Women's Health: Take Time To Care
As recently reported in an article published in the Journal of the American
Medical Association, researchers estimate that adverse drug reactions from
correctly prescribed and used medication in hospitals in the United States
may cause more than 100,000 deaths per year, making it one of the top ten
causes of death in this country. OWH has initiated a major public awareness
program, "Women's Health: Take Time To Care," to bring important health
promotion messages to mid-life and older women, with an emphasis on the
underserved. The message is "Use Medicines Wisely," in order to raise
awareness about better health practices, encourage consumers to become in
involved in their health care, reduce health risks, and reduce the annual
cost of $75 billion in doctors' visits, hospitalizations, and lost wages
resulting from improper use of medication.
Women and Cancer
The Agency has been working on several initiatives to improve cancer
outcomes in women. OWH funded a pilot study to see if there was one place
that women could find information on all breast cancer clinical trials
throughout the country. This effort has been expanded, and FDA has been
working with manufacturers to encourage them to list their trials on the
NCI Physician Data Query system. FDA has been responsible for
implementation of the Mammography Quality Standards Act, and now all 10,000
mammography facilities in this country meet these quality standards. FDA
had a tremendous outreach effort to facilities, states, and accreditation
bodies to put these initiatives in place in a relatively short period of
time. OWH funded a service so that any woman can find an FDA-certified
mammography facility in her area by calling 1-800-4-CANCER.

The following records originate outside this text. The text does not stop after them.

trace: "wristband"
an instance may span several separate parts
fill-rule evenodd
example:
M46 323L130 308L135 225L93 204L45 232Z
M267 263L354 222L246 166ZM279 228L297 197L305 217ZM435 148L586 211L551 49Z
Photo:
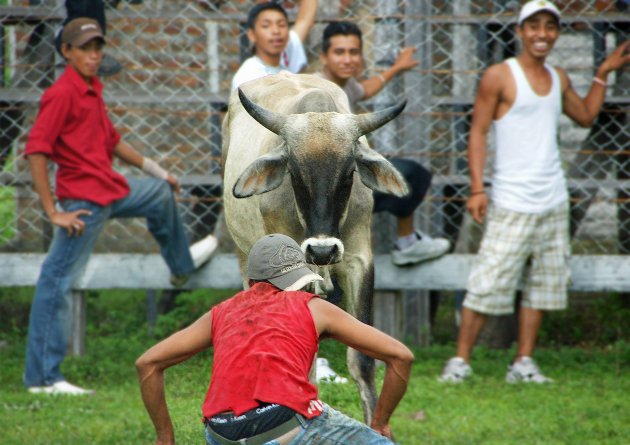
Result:
M485 190L479 190L478 192L471 192L470 196L481 195L482 193L486 193L486 191Z
M379 79L381 79L381 82L383 82L383 85L385 85L387 83L387 80L385 80L385 76L383 76L382 74L379 74L378 76Z
M593 83L597 83L603 86L604 88L608 86L608 84L604 82L602 79L600 79L599 77L593 77Z
M165 181L168 178L168 172L160 167L153 159L142 158L142 171Z

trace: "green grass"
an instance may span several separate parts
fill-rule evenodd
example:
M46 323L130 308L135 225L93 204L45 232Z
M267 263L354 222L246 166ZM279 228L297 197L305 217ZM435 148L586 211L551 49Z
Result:
M0 244L15 234L15 188L0 187Z
M30 289L0 290L0 443L150 444L151 423L140 400L134 361L157 339L145 323L143 292L88 296L87 354L70 357L64 373L97 390L86 398L34 396L21 385ZM175 312L154 332L167 335L229 292L180 295ZM10 300L11 303L7 303ZM10 321L13 320L13 321ZM540 348L537 358L556 379L551 386L503 382L512 351L479 348L475 375L459 386L436 382L453 344L418 349L409 390L392 418L401 444L629 444L630 344ZM321 355L348 376L345 349L333 341ZM202 444L200 406L211 355L201 354L167 372L167 398L180 444ZM379 368L379 381L382 369ZM354 385L321 385L325 402L360 419ZM420 413L421 414L418 414ZM419 418L419 420L418 420Z

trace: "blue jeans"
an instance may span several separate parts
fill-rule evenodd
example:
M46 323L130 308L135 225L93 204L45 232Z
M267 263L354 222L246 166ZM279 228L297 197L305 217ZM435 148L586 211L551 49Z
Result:
M24 385L47 386L64 380L60 366L68 349L72 327L72 286L92 253L96 239L110 218L145 217L160 245L160 253L175 275L194 271L184 226L166 181L154 178L128 179L129 194L107 207L89 201L63 200L65 212L86 209L85 230L68 236L56 228L50 249L37 280L31 306L26 347Z
M307 419L302 431L288 445L392 445L387 437L369 428L367 425L332 409L324 403L321 415ZM208 445L221 445L206 433ZM278 445L270 440L265 445Z

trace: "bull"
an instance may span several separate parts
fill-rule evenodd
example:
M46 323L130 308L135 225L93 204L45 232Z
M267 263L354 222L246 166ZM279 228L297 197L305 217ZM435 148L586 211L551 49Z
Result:
M244 278L256 240L284 233L301 242L307 262L325 278L315 291L331 290L336 277L346 310L372 323L372 190L408 191L364 135L404 106L354 115L337 85L289 73L247 82L232 94L222 133L224 211ZM349 348L347 363L369 424L374 361Z

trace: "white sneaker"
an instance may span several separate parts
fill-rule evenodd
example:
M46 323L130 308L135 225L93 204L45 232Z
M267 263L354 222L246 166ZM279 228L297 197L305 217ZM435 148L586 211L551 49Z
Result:
M210 259L218 245L219 241L216 237L214 235L208 235L190 246L190 256L193 259L195 269L199 268Z
M472 375L472 368L461 357L453 357L442 370L438 378L441 383L461 383Z
M192 257L195 269L201 267L210 259L210 257L212 257L212 254L217 249L218 245L219 241L217 240L217 238L214 235L208 235L190 246L190 256ZM171 286L173 286L175 289L180 289L184 287L189 279L190 275L171 274L169 281L171 283Z
M406 249L392 250L392 263L405 266L431 260L441 257L451 248L450 241L445 238L431 238L420 231L416 231L416 238L417 241Z
M348 383L347 378L341 377L330 368L328 359L318 357L315 366L315 378L317 379L317 383Z
M51 395L70 395L70 396L86 396L94 394L91 389L83 389L72 383L62 380L49 386L31 386L28 388L31 394L51 394Z
M508 383L553 383L552 379L540 372L540 368L531 357L521 357L520 360L508 366L505 381Z

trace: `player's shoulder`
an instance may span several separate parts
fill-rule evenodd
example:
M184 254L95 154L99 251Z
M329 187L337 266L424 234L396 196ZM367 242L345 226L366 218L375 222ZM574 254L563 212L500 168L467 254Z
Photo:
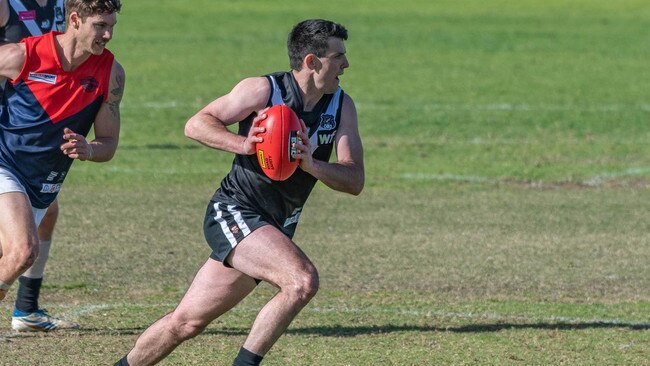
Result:
M251 99L266 99L271 86L264 76L253 76L240 80L230 94L248 96Z
M352 100L352 97L350 96L350 94L348 94L348 93L346 93L344 91L341 91L341 92L343 94L343 103L352 103L352 104L354 104L354 100Z
M343 92L343 100L341 101L341 104L342 104L343 108L346 108L346 109L349 109L349 108L356 109L356 107L355 107L355 105L354 105L354 100L352 99L352 97L351 97L350 94L348 94L348 93Z
M25 43L24 42L19 42L19 43L14 43L14 42L9 42L9 43L0 43L0 52L2 52L3 55L10 55L10 56L22 56L25 57Z
M2 76L16 77L25 63L26 56L27 52L24 43L5 43L1 45L0 70L2 70Z
M111 65L111 75L114 78L121 78L122 80L126 76L126 71L124 71L124 67L116 59L113 59L113 64Z
M251 76L239 81L237 87L252 89L252 90L264 90L264 89L269 89L270 85L268 80L264 76Z
M343 93L343 100L341 101L341 120L345 124L356 123L357 121L357 107L354 105L354 100L347 93Z

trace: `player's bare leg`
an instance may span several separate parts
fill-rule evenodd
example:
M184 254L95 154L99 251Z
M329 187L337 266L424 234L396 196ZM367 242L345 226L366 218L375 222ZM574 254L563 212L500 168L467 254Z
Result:
M45 264L52 245L52 234L59 214L59 206L54 200L45 210L38 226L38 257L19 278L16 302L11 317L11 327L18 332L49 332L53 330L77 329L79 324L50 315L38 305Z
M47 208L43 220L38 225L38 239L39 240L52 240L54 236L54 227L57 219L59 218L59 200L55 199L52 204Z
M21 192L0 194L0 298L38 256L38 236L29 199Z
M254 278L280 289L262 308L244 343L248 351L263 356L318 289L313 264L289 238L271 226L246 237L230 259L233 267L239 268L228 268L212 259L201 267L178 307L138 338L127 356L129 365L153 365L183 341L198 335L255 288Z
M176 309L142 333L129 352L131 366L153 365L183 341L205 329L237 305L257 284L251 277L208 259L194 277Z
M235 247L231 263L280 289L259 312L244 342L246 350L264 356L316 295L318 272L291 239L269 225L255 230Z

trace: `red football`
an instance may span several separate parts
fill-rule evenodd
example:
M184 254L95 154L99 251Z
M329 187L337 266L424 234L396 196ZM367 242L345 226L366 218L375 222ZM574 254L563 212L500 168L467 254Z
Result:
M285 180L298 168L299 159L291 157L291 145L298 139L300 120L296 113L284 104L274 105L266 111L266 118L260 122L265 131L257 136L263 138L257 143L257 161L267 177Z

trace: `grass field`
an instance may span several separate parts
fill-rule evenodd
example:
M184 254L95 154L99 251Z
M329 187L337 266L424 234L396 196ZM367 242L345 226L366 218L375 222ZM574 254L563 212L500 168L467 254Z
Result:
M84 329L13 333L12 293L0 365L109 365L174 308L232 160L183 125L286 70L312 17L350 31L367 183L314 191L295 239L321 289L265 364L650 365L645 0L125 0L120 147L75 163L41 300ZM229 365L272 294L161 364Z

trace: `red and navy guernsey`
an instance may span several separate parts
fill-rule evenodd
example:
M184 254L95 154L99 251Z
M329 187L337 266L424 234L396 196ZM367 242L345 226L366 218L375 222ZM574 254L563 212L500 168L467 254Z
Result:
M60 149L63 129L86 136L108 96L113 54L104 49L65 71L51 32L29 37L20 75L5 84L0 104L0 166L21 181L32 206L56 198L74 159Z

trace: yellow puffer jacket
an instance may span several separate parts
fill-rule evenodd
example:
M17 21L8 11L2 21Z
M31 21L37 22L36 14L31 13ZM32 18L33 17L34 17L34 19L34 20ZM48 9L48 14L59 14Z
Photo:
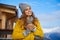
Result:
M44 37L42 28L40 26L40 23L38 20L36 20L34 22L34 24L36 25L36 31L35 32L31 32L30 34L28 34L28 36L24 36L23 32L25 31L24 29L24 24L23 21L18 19L15 25L15 28L13 29L13 33L12 33L12 39L19 39L19 40L34 40L34 35L38 35L40 37Z

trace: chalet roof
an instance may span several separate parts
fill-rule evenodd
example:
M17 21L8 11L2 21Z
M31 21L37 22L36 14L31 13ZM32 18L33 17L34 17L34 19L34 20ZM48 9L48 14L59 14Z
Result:
M8 4L2 4L2 3L0 3L0 8L7 8L7 9L16 10L16 6L8 5Z
M17 11L18 10L17 10L16 6L14 6L14 5L0 3L0 12L5 13L7 15L8 19L13 18L15 16L18 17Z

While formal clinical studies are being conducted, the Agency has allowed
silicone gel breast implants to be available under special circumstances to
those women who have had breast cancer and seek reconstruction with this
type of implant. FDA's Office of Consumer Affairs has an 800 number to take
calls on breast implants and has produced a Breast Implant Update packet.
We have sponsored a study on the rupture rate of breast implants, with
results due by the end of the year.
Working With External Constituencies
OWH staff provides information on women's health issues to Congress, the
press, health professionals, women's health advocates, and the lay public
in a multitude of ways. OWH publishes articles in scientific journals to
update the medical community about FDA actions relating to women's health.
Consumer publications, such as an FDA Consumer Special Report entitled,
"Your Guide to Women's Health," provide educational material on a range of
women's health issues. The Office maintains a website containing FDA
publications of useful women's health information and delivers speeches to
the full-range of audiences and constituencies interested in women's
health.
VI. CONCLUSION
FDA is committed to making promising new treatments and the proper
accompanying information available to the public in a timely manner. We
have tried to be responsive and compassionate to requests for new products
and for new uses for previously approved drug products by continually
evaluating and improving our review and approval processes. In meeting our
mission of promoting and protecting the public health, we must constantly
strike a balance between providing access with ensuring that new treatments
are describably safe and effective. It is what the public deserves and the
law requires.
Thank you for the opportunity to testify.